The company has separate service and installation departments.

Its markets are both residential and commercial, with many of its projects involving design-build work. Loftis employs 31 people and is one of the top-two hvac companies in the Mt. Airy region.

Shew, who has worked for the company for six years, became interested in the business because his father worked for Inman and Loftis for 23 years. “I started helping out during the summers.

“Richard was looking for someone to help on the installation side of the business, so he brought me in after I graduated from high school.”

What labor problem?

Unlike most hvac contractors in the region, the contractor does not seem to have a problem finding and keeping workers.

“We have a good core of mechanics, some have been here over 20 years,” Shew said. “We stay swamped with applications for helpers throughout the year. We pick the best ones, bring them in, and give them on-the-job training.

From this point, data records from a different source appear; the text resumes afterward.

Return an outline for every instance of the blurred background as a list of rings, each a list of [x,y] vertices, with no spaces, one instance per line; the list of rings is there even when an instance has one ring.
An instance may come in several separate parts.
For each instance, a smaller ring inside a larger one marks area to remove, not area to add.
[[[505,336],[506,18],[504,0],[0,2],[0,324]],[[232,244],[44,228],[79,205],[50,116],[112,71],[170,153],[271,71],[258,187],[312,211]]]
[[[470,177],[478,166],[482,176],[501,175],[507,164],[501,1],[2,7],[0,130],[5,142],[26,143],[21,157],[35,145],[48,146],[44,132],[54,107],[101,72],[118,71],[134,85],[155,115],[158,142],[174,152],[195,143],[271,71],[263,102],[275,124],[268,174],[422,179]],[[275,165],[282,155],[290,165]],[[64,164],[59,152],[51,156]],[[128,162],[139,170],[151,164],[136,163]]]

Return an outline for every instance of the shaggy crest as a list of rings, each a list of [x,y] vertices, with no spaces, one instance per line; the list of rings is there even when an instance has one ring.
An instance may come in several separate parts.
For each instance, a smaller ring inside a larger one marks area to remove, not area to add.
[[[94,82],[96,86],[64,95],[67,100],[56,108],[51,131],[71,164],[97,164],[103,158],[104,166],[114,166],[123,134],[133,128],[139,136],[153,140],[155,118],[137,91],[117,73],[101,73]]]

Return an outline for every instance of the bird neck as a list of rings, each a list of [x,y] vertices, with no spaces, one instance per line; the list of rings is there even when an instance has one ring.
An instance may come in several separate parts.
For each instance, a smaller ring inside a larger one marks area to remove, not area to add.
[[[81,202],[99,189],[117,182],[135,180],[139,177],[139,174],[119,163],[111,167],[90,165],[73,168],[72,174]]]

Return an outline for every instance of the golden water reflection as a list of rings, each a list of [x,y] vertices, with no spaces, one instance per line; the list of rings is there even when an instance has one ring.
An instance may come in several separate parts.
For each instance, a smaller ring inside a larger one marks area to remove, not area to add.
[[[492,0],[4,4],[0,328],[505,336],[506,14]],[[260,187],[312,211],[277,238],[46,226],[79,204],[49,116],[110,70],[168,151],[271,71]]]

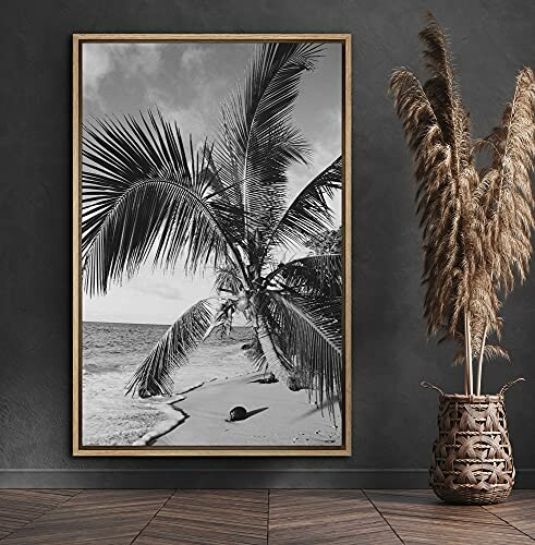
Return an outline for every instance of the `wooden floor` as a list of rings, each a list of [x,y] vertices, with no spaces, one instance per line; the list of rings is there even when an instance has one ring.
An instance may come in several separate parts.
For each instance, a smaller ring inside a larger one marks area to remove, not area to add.
[[[535,541],[535,491],[490,507],[429,491],[0,489],[1,545],[488,545]]]

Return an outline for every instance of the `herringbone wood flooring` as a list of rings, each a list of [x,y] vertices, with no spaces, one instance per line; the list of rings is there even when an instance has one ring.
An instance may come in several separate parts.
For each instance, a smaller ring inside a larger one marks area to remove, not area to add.
[[[535,491],[447,506],[430,491],[0,489],[0,545],[527,544]]]

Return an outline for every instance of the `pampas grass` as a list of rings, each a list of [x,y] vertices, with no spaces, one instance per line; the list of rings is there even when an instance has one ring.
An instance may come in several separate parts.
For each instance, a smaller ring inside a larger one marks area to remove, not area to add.
[[[499,311],[526,278],[532,255],[535,74],[519,72],[501,123],[474,141],[447,38],[431,14],[426,22],[420,38],[427,81],[398,69],[389,90],[414,158],[427,332],[458,344],[464,391],[481,395],[484,361],[509,359],[498,344]],[[478,169],[487,150],[490,166]]]

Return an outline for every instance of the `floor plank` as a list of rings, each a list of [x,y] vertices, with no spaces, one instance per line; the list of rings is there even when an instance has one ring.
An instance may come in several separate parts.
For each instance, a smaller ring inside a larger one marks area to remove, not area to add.
[[[431,491],[365,491],[405,544],[454,542],[533,545],[533,541],[479,506],[446,505]]]
[[[268,491],[177,491],[135,545],[267,543]]]
[[[81,491],[0,489],[0,540],[42,517]]]
[[[535,540],[535,491],[513,491],[504,504],[485,510]]]
[[[84,491],[2,540],[2,545],[130,545],[172,491]]]
[[[272,545],[400,543],[362,491],[270,491],[268,530]]]
[[[430,491],[0,489],[0,545],[522,545],[534,513],[535,491],[477,507]]]

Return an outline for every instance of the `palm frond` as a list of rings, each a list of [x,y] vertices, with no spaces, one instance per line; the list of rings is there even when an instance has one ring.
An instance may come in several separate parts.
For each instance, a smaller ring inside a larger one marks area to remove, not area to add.
[[[260,310],[270,334],[309,391],[332,411],[342,399],[340,298],[265,294]]]
[[[332,227],[328,199],[342,189],[342,158],[338,157],[308,182],[293,199],[271,231],[266,252],[275,245],[304,245],[323,230]]]
[[[196,270],[236,254],[236,214],[214,196],[211,148],[189,161],[177,125],[158,113],[95,120],[84,126],[82,262],[89,293],[132,277],[154,252]]]
[[[216,164],[234,199],[242,201],[241,227],[250,246],[283,207],[288,166],[306,161],[308,147],[291,113],[301,75],[314,68],[319,52],[318,44],[257,46],[244,81],[222,106]]]
[[[187,363],[189,355],[203,341],[215,315],[204,299],[187,308],[166,331],[126,386],[126,393],[142,398],[172,393],[174,371]]]
[[[219,291],[238,293],[244,289],[243,278],[233,263],[221,265],[216,269],[214,288]]]

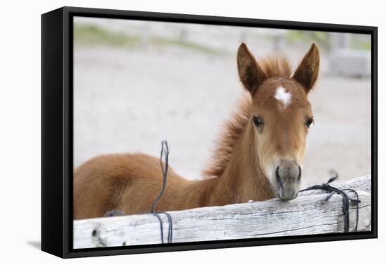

“We’ve never hired a mechanic off the street.” Being one of the biggest contractors in the area, it would be logical to assume that Loftis has been contacted by a national consolidator. Not so, said Shew.

“Consolidation is not a good fit for this town,” he added. “Our business is based on personalization and community contacts. I don’t think consolidators have that personal touch.”

Speaking of the personal touch, does Shew have any contact with the flood of tourists who enter the town? “We aren’t affected by the tourism except the ones that clog up Main Street,” he laughed.

“I’ve been here all of my life and being in a famous town doesn’t really click with me.” But he is a fan. “I never get tired of watching the show.”

Shew said he plans on staying in this tourist town for years to come. “Our outlook for the future is tremendous,” he said. “Richard keeps getting more jobs and we are looking to stay profitable, not necessarily to expand physically.

“I’m going for my commercial license [in addition to his residential], so this is the career I am set in.”

Sidebar: How they got started

Mooney and her partner, Mike Hensley, have worked in the hvac business since 1972.

Mooney worked for a gas company and became interested in the a/c business by learning to read blueprints from a contractor who shared the same building.

The two have owned and operated Friendly since 1986, when they both broke away from the contractor they were working for and decided to form their own company.

Starting out as sheet metal worker in 1959, Everhart eventually worked his way up to owning his company 28 years ago. Everhart and McCraw began the residential service-installation company with $300 in 1971.

“Charles and I worked for another company at the time and decided to start out on our own,” Everhart said. “We started out as Lennox dealers and we still are.”

And Loftis Hvac Company, once part of the Inman Electric Group, was purchased by Richard Loftis in 1989.